Presto News, 11 September 2015
 
Jonas Kaufmann sings Puccini
I'm writing this week's newsletter on the way to London for what must be one of the most eagerly-awaited Last Nights of the Proms in recent memory, thanks to a very special guest singer: the German tenor Jonas Kaufmann in his first major appearance at the festival, who will crown the proceedings with his long-awaited 'Nessun dorma'. It just so happens that his new album of Puccini arias, recorded with Antonio Pappano and his Santa Cecilia Orchestra, is released today...

I don't think I can recall another new release which has received quite so much air-time in the Presto office, and not solely from my speakers (a few days after it arrived I was on the verge of rationing one of my colleagues to one track per day, and that only as a treat once deadlines had been met!).

The roughly chronological selection of arias (including music from all of Puccini's operas barring Suor Angelica, for the very good reason that it contains no male roles) is split fairly equally between roles which Kaufmann has made his own over the past decade, and those which he's never sung on stage. Unlike his recent Verdi album, which featured several teasers of things to come, most of the latter are things he's unlikely to take on in a full production – the early operas Le Villi and Edgar get relatively few outings anyway, and few casting-directors would hire him as Rinuccio in Gianni Schicchi these days (the role's typically cast with an emerging lightish lyric tenor, though I love the hot-headed, slightly sardonic impetuosity that Kaufmann brings to his swaggering paean to the new, upwardly-mobile Florence).

There are also a couple of roles which he's more or less retired from his stage repertoire: it's good to have his mature takes on Ruggero from La Rondine (one of his breakthrough roles) and Rodolfo (clearly a bit of a player here – his suggestion that he and Mimi skip pre-Christmas drinks with friends in favour of an early night comes off with the wry charm of one who knows he's pushing his luck). But where the disc really scores is in the true spinto roles in his current repertoire: the red-hot love-scene from Manon Lescaut is if anything even more scorching than it was at Covent Garden (the DVD of this production is out next month, incidentally), and Dick Johnson's baleful farewell to life and to Minnie from La fanciulla del West is also one of the stand-outs. And what of 'Nessun dorma', the aria which Kaufmann has regarded as a sort of holy of holies until now? Well, on this evidence Calaf could well be his greatest Puccini role of the lot, and the snapshot we get here left me itching to hear him sing it complete.

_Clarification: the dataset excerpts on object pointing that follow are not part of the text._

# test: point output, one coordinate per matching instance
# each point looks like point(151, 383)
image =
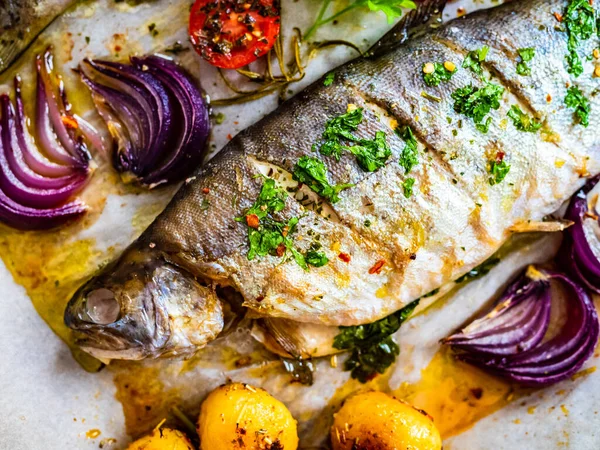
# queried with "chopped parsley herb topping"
point(410, 154)
point(372, 345)
point(338, 128)
point(522, 121)
point(371, 154)
point(440, 73)
point(475, 58)
point(313, 172)
point(476, 102)
point(480, 270)
point(266, 235)
point(575, 99)
point(498, 169)
point(580, 22)
point(526, 55)
point(407, 185)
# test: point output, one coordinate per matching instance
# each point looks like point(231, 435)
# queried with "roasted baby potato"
point(238, 416)
point(377, 421)
point(162, 439)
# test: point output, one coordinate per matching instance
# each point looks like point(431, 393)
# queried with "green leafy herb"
point(313, 172)
point(316, 259)
point(580, 23)
point(477, 103)
point(410, 153)
point(439, 74)
point(480, 270)
point(372, 154)
point(575, 99)
point(475, 58)
point(337, 128)
point(522, 121)
point(407, 185)
point(498, 169)
point(329, 79)
point(391, 8)
point(526, 55)
point(372, 345)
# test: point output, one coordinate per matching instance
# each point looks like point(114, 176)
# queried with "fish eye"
point(102, 307)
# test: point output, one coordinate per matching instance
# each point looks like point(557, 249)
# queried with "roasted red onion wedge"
point(156, 114)
point(37, 184)
point(514, 338)
point(580, 251)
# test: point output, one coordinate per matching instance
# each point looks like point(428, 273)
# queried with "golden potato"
point(162, 439)
point(377, 421)
point(239, 416)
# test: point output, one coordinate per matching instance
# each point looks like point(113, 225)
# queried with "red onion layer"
point(156, 114)
point(512, 339)
point(37, 184)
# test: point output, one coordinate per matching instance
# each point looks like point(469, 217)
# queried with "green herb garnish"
point(313, 172)
point(498, 169)
point(479, 271)
point(580, 23)
point(407, 185)
point(476, 102)
point(410, 153)
point(391, 8)
point(372, 154)
point(372, 345)
point(338, 128)
point(475, 58)
point(522, 121)
point(575, 99)
point(439, 74)
point(526, 55)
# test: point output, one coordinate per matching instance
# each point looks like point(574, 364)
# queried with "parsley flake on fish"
point(522, 121)
point(476, 102)
point(576, 100)
point(580, 23)
point(373, 347)
point(313, 173)
point(526, 55)
point(474, 59)
point(435, 73)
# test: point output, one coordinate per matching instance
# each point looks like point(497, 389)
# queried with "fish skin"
point(454, 220)
point(21, 21)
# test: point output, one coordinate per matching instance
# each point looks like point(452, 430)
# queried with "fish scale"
point(453, 221)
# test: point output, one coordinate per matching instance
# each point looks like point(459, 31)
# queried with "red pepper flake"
point(252, 221)
point(69, 122)
point(377, 267)
point(344, 257)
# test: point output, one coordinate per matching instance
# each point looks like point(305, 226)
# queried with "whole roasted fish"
point(474, 181)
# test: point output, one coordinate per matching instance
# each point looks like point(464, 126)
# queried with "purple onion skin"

Kaufmann may be an artist capable of immense interpretative subtlety, but as with his earlier discs of Verismo and Verdi he never short-changes in terms of the heart-on-sleeve theatricality that so much of this music demands. But this is no broad-brush one-size-fits-all sentimentality, and everything is done in the service of characterisation: the sobs in the voice as Pinkerton bids farewell to his glorified holiday-home in Japan underlines the feckless naval officer's melodramatic self-pity, and the breathless sotto voce as Des Grieux gets smacked by Cupid's arrow in the first track catches the young student's naïve ardour to perfection.

You'd have to try pretty hard, I think, not to enjoy this disc immensely, at least if you modify your memory to erase any traces of Pavarotti (or indeed any of Kaufmann's brighter-voiced contemporaries such as Joseph Calleja and Roberto Alagna) in this repertoire: Puccini's tenor writing is often associated with a rather more 'golden' sound than Kaufmann's essentially coppery one, but once you adjust to that everything's glorious. Roll on tomorrow evening, when Kaufmann will surely share Calaf's triumph.